1. Compliance with FDA Regulations: Submitting Form FDA 2253 helps drug establishments fulfil regulatory obligations. The FDA requires drug establishments to report any adverse events associated with their products, and using the designated form ensures compliance with these reporting requirements.

2. Streamlined Reporting Process: Form FDA 2253 provides a standardized format for reporting adverse events. This consistency simplifies the reporting process for drug establishments, making it easier to collect and submit the necessary information. It ensures that all relevant details are included uniformly.

3. Enhanced Patient Safety: Adverse event reporting is critical for ensuring patient safety. By promptly reporting adverse events through Form FDA 2253, drug establishments contribute to ongoing drug safety monitoring and evaluation.
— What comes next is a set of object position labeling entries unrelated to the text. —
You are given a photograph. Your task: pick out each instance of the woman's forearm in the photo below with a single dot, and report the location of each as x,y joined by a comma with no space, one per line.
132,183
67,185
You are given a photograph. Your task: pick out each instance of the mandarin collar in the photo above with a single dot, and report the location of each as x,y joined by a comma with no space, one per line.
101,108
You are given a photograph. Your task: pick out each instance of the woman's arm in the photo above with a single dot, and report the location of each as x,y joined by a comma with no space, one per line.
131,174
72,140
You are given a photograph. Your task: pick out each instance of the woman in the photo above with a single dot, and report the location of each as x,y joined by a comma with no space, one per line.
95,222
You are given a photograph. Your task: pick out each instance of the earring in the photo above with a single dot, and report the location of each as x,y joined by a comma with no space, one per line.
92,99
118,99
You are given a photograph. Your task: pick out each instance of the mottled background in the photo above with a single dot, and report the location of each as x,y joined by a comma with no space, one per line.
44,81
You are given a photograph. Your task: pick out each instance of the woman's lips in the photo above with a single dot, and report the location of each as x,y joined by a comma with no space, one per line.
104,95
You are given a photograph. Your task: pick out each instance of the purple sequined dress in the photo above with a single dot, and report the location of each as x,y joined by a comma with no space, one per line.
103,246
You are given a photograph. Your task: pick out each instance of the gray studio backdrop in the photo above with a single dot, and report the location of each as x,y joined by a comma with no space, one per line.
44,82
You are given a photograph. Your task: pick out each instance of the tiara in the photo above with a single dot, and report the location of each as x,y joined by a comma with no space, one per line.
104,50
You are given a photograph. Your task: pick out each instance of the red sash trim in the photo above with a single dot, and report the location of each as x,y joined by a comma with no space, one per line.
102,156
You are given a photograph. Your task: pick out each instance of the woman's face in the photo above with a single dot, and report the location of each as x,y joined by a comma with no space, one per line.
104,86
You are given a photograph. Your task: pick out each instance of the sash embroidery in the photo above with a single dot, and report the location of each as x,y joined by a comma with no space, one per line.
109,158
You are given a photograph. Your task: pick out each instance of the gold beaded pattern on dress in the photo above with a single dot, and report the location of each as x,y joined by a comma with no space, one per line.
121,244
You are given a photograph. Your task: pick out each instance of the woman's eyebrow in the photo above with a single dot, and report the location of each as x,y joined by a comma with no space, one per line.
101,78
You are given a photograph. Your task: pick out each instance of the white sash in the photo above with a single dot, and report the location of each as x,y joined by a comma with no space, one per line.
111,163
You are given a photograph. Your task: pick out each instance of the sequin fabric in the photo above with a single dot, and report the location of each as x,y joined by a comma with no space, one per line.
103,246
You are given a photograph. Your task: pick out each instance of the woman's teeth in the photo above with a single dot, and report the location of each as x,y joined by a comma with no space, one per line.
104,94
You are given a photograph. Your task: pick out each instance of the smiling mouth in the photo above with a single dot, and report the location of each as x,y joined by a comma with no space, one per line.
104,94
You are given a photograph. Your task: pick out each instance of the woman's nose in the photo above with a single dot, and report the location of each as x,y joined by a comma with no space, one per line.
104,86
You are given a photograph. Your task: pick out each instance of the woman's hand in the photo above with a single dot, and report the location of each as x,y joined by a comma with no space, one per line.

This information helps the FDA identify potential risks and take appropriate measures to protect public health.

4. Regulatory Oversight and Communication: Submitting adverse event reports allows the FDA to monitor the safety profile of drugs in the market. This information helps regulatory authorities make informed decisions regarding drug approvals, labelling updates, or recalls, if necessary. It also facilitates communication between drug establishments and the FDA, enabling a collaborative approach to ensure drug safety.

5. Continuous Improvement and Risk Mitigation: Adverse event reporting through Form FDA 2253 provides valuable data for drug establishments. By analyzing the reported adverse events, companies can identify patterns, trends, and potential risks associated with their products. This information can be used to implement necessary measures to mitigate risks, improve product safety, and enhance patient outcomes.